Par Corentin Dattin, consultant senior chez CHEFCAB

S’il avait voulu le faire exprès, il ne s’y serait pas pris autrement. D’aucuns parleront de courage politique, d’autres d’une énième tentative de jeter l’opprobre sur la fonction publique. Toujours est-il qu’en l’espace de quelques jours le ministre de la fonction publique fraîchement nommé, Guillaume Kasbarian, s’est mis à dos une bonne partie des fonctionnaires. En profitant des discussions sur le PLFSS 2025 pour mettre sur la table la question des jours de carence et des arrêts maladies dans la fonction publique, il a anéanti le semblant d’entente cordiale que son prédécesseur, Stanislas Guerini, avait tenté de construire durant de longs mois avec les partenaires sociaux.

«  Rappelons par ailleurs que la fonction publique, territoriale notamment, connaît un inversement inquiétant de sa pyramide des âges. »

Les années passent et, malheureusement, les mêmes ficelles sont actionnées lorsqu’il est question de la fonction publique dans le débat national : à chaque nouveau ministre de tutelle son lot de formules chocs contribuant à faire couler l’encre et pointer du doigt les fonctionnaires. Stanislas Guérini avait ainsi déclaré vouloir “lever le tabou du licenciement dans la fonction publique”, et avant lui Gérald Darmanin déclarait que “l’objectif” de 120 000 postes de fonctionnaires supprimés est “atteignable”, comme s’il ne s’agissait que d’une variable d’ajustement. À l’heure où la fonction publique dans son ensemble souffre d’un déficit d’attractivité pour ses métiers, malgré les efforts de modernisation engagés ces dernières années, on peut regretter que le débat sur son avenir se borne à des discussions pour déterminer si, oui ou non, les fonctionnaires sont de trop gros consommateurs d’arrêts maladie. Rappelons par ailleurs que la fonction publique, territoriale notamment, connaît un inversement inquiétant de sa pyramide des âges. À titre d’exemple, tous versants confondus, 1 agent de catégorie C sur deux est âgé de 50 ans ou plus. Or, les statistiques montrent bien que le taux d’absentéisme pour cause de maladie est plus élevé chez les seniors que pour le reste de la population.  

«  Il y a, de fait, un risque pour que cette politique mette sa pierre à l’édifice de la dégradation de l’attractivité de la fonction publique.»

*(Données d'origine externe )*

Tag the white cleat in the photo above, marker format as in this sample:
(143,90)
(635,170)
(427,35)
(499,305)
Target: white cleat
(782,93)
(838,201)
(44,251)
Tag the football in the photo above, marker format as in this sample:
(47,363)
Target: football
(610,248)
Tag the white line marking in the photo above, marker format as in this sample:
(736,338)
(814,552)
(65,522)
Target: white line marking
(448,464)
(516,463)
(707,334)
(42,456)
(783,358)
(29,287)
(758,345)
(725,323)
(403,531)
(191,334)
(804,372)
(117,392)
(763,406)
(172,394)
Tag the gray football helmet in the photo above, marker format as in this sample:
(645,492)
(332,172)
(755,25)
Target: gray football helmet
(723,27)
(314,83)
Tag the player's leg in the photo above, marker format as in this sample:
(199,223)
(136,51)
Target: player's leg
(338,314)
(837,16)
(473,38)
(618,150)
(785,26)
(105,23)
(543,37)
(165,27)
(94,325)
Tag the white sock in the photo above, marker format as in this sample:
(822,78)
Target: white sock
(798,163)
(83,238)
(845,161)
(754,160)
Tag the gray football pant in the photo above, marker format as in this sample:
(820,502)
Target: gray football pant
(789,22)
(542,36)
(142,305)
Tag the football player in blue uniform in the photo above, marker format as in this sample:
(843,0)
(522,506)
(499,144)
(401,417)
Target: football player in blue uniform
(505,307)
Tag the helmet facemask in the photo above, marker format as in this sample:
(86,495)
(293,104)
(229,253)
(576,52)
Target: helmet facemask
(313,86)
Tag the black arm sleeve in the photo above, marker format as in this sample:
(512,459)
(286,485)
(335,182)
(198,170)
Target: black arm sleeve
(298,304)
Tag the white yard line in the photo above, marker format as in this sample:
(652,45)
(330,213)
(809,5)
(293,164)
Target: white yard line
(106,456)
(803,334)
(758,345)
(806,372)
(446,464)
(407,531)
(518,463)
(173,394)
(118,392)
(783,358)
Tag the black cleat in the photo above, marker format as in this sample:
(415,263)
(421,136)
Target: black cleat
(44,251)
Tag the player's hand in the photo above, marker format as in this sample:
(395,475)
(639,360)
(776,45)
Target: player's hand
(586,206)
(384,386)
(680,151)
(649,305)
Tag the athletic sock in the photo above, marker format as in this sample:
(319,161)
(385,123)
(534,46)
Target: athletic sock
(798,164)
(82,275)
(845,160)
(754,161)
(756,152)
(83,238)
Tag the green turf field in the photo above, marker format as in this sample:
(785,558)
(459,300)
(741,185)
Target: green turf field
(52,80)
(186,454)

En proposant dans les colonnes du Figaro de passer le nombre de jours de carence des fonctionnaires d’un à trois et de réduire de 100 à 90 % le remboursement des arrêts pour les trois premiers mois d’un congé maladie ordinaire, le ministre de la fonction publique entend aligner le régime des fonctionnaires sur celui des salariés. Néanmoins, en considérant la réalité des pratiques du privé (conventions collectives, accord d’entreprises…), il semblerait que les mesures portées par le gouvernement aligneraient la fonction publique sur la situation des salariés exerçant dans les entreprises moins-disantes, qui ne représentent pas la majorité. Il y a, de fait, un risque pour que cette politique mette sa pierre à l’édifice de la dégradation de l’attractivité de la fonction publique.

«  Le débat né ces derniers jours autour des arrêts maladie dans la fonction publique doit nous inciter à changer de fusil d’épaule dans la manière d’aborder ce sujet (…) »

Cette situation est d’autant plus regrettable que l’État pourrait emprunter une voie tout à fait différente, en adoptant la position de celui qui montre l’exemple. Dans un contexte de transformation du rapport au travail, accéléré par l’arrivée dans l’emploi d’une génération nouvelle qui ne perçoit pas l’investissement professionnel de ses parents comme le chemin impératif à suivre, la fonction publique a un rôle clé à jouer. Elle pourrait, par exemple, s’emparer pleinement de la question de la qualité de vie au travail et de l’équilibre vie personnelle – vie professionnelle. Particulièrement concernée, la fonction publique hospitalière observe depuis plusieurs années les conséquences d’une prise en compte insuffisante de ces nouvelles aspirations au travail, qui se traduisent par des démissions au sein de l’hôpital public au profit d’autres formes d’exercice (libéral, secteur privé, intérim…). Le débat né ces derniers jours autour des arrêts maladie dans la fonction publique doit nous inciter à changer de fusil d’épaule dans la manière d’aborder ce sujet : interrogeons-nous sur les mesures à prendre pour améliorer les conditions de travail dans la fonction publique avant de s’attaquer au filet de protection des agents. Même si sans doute qu’à l’heure du fonctionnaire bashing et du coup de rabot budgétaire, un investissement en faveur de la fonction publique recueillera un soutien plus timide.